A wine competition offers several rewards, including confirmation of just how good some of your favorite wines are (at least in the eyes and palates of others) and, even more importantly, the opportunity to discover some wines you might never have encountered otherwise. That certainly happened this year when 20 South Florida sommeliers gathered to judge the 2013 Best in Glass Wine Challenge. Those of us on the sidelines who got to eavesdrop on their deliberations new immediately when there was a wine to check out, for better or worse.
At one point I heard one judge say to a panel member, “Try wine number 5 again will you – that trigged my gag reflex.” Now, normally, you wouldn’t ask a friend to taste something you yourself found to be terrible but even allowing for slight exaggeration, this was a perfectly collegial request, a reality check if you will by one highly trained judge still wanting to be sure it was the wine and not the palate that fell short of expectation.
Of course, I ran back to the bottle stash and tasted the possibly offending wine, and while it wasn’t quite as bad as the judge intimated it might be, I have to admit, the wine didn’t make it to my post-Challenge shopping list. Some other wines did, however. Perhaps the most surprising Gold Medal winner (here is the entire list of medal-winning wines) was a bright and rather deeply colored rosé. As a fan of rosé wine, I was pleased to discover how many of the sommeliers also were particularly excited about tasting rosé – we all agreed as a category rosés don’t get the respect they deserve, a carryover from the popularity of insipid, overly sweet “White” Zinfandel.
A judge snaps a photo of a particularly impressive lineup of Rosés
at the 2013 Best in Glass Wine Challenge
There were no white zins submitted to the judging this year, and the rosés we did have were dry and for the most part, exciting and particularly appropriate to our penchant for dining al fresco in Florida. I have to admit, the group of wines was beautiful to look at as well. The big, or BIG, surprise was the hard to pronounce but easy to taste Domeniul Coroanei Hope Rosé 2011, a last minute entry to the wine challenge from Romania. Didn’t know Romania produced wines? Many of the sommeliers knew they made wine but hadn’t seen them in Florida before, so this was a welcome surprise. And the fact that the wine is delicious didn’t hurt! I expect this will show up on several wine lists during Best in Glass Month beginning March 15 – we’ll regularly update a list of what participating restaurants are pouring throughout Best in Glass Month.

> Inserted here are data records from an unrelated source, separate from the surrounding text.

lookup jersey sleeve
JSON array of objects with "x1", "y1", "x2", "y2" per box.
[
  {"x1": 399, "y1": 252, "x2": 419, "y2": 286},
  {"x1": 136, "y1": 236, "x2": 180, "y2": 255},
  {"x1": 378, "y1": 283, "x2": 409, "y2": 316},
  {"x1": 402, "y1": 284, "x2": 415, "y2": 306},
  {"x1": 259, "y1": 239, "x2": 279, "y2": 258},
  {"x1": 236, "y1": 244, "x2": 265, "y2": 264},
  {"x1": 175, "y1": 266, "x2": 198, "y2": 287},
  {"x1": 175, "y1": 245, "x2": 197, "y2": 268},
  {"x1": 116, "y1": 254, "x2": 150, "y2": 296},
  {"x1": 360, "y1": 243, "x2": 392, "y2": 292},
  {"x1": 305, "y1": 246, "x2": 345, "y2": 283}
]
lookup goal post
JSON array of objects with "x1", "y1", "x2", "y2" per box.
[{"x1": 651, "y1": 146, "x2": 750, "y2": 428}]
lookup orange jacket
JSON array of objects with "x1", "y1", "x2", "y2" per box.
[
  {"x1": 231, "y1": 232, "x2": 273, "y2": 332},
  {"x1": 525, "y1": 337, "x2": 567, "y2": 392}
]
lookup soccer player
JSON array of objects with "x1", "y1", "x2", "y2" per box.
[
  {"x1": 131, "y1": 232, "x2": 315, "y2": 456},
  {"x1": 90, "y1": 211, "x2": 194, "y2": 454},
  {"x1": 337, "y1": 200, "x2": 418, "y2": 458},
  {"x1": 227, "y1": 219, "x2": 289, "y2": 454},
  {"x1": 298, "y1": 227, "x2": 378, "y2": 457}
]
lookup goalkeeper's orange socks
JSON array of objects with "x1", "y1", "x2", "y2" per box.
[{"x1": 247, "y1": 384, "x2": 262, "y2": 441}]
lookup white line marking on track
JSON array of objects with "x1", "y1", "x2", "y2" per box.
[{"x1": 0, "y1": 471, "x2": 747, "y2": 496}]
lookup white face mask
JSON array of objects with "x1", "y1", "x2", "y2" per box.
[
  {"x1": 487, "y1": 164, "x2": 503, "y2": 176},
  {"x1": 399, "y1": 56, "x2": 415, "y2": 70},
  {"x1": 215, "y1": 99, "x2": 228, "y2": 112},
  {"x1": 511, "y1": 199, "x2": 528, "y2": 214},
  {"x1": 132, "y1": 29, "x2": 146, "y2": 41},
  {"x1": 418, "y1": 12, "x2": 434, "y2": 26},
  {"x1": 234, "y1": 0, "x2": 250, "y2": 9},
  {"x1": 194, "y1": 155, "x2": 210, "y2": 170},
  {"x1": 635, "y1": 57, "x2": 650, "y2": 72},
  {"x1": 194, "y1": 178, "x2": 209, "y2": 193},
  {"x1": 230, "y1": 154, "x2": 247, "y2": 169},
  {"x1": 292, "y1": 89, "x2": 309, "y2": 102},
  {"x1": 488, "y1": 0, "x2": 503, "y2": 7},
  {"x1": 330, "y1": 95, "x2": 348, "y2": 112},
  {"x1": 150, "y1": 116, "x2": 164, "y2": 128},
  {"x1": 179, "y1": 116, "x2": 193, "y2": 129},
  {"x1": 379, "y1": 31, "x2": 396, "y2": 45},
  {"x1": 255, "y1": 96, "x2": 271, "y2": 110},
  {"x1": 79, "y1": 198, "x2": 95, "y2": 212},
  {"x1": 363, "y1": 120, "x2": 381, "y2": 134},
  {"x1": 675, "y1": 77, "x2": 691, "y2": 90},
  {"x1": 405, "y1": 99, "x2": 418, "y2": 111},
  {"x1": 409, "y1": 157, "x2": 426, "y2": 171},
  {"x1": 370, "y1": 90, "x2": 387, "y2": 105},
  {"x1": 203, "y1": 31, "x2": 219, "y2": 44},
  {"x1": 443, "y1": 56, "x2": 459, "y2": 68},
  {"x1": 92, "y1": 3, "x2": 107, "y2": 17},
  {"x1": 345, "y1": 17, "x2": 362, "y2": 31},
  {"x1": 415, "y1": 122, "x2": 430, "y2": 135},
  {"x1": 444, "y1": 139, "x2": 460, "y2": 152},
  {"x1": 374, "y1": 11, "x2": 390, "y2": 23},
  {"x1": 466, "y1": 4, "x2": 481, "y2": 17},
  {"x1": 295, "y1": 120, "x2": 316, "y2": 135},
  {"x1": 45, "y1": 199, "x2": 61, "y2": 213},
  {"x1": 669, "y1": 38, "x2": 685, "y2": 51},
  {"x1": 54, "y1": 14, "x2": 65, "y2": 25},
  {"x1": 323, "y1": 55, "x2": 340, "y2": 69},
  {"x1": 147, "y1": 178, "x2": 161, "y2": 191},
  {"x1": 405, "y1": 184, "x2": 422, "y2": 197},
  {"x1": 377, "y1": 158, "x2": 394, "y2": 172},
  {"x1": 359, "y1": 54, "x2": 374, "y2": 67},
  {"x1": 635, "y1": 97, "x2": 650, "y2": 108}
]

I loved this wine – I love the story of an unknown wine finding success (and how providential it is called Hope!), and most of all I like finding a wine that is reasonably priced and tastes so good. The challenge with a rosé is getting enough flavor into the glass without losing the delicacy of aroma and flavor, and this wine succeeds admirably. Look for it, coming soon to a wine list near you. Two more wines worth mentioning that I hope show up on Best-in-Glass lists are the wonderfully juicy and extremely food friendly Eroica Riesling, made in Washington State by the Loosen team that has made so many great wines in Germany, where Riesling gets the respect it deserves. Too often in the New World Riesling is made in a sweet style with diluted flavors and not enough mineral notes to give it complexity, but this wine is a great package of flavor, complexity and the crisp acidity that lets it pair with many foods.
Another surprise in the results is a wonderful Pio Cesare Barbera d’Alba from Northern Italy. The sommeliers weren’t surprised they liked Barbera, but they were pleasantly taken aback that this one combines quality a low enough price to be considered for pouring by the glass. This is a wonderfully integrated wine – it has tannin for good depth and complexity but it’s balanced with a respectable amount of fruit to give us a wine that is very versatile.
There were many other surprises at this year’s Best in Glass, and I’ll profile some of those in future blog posts.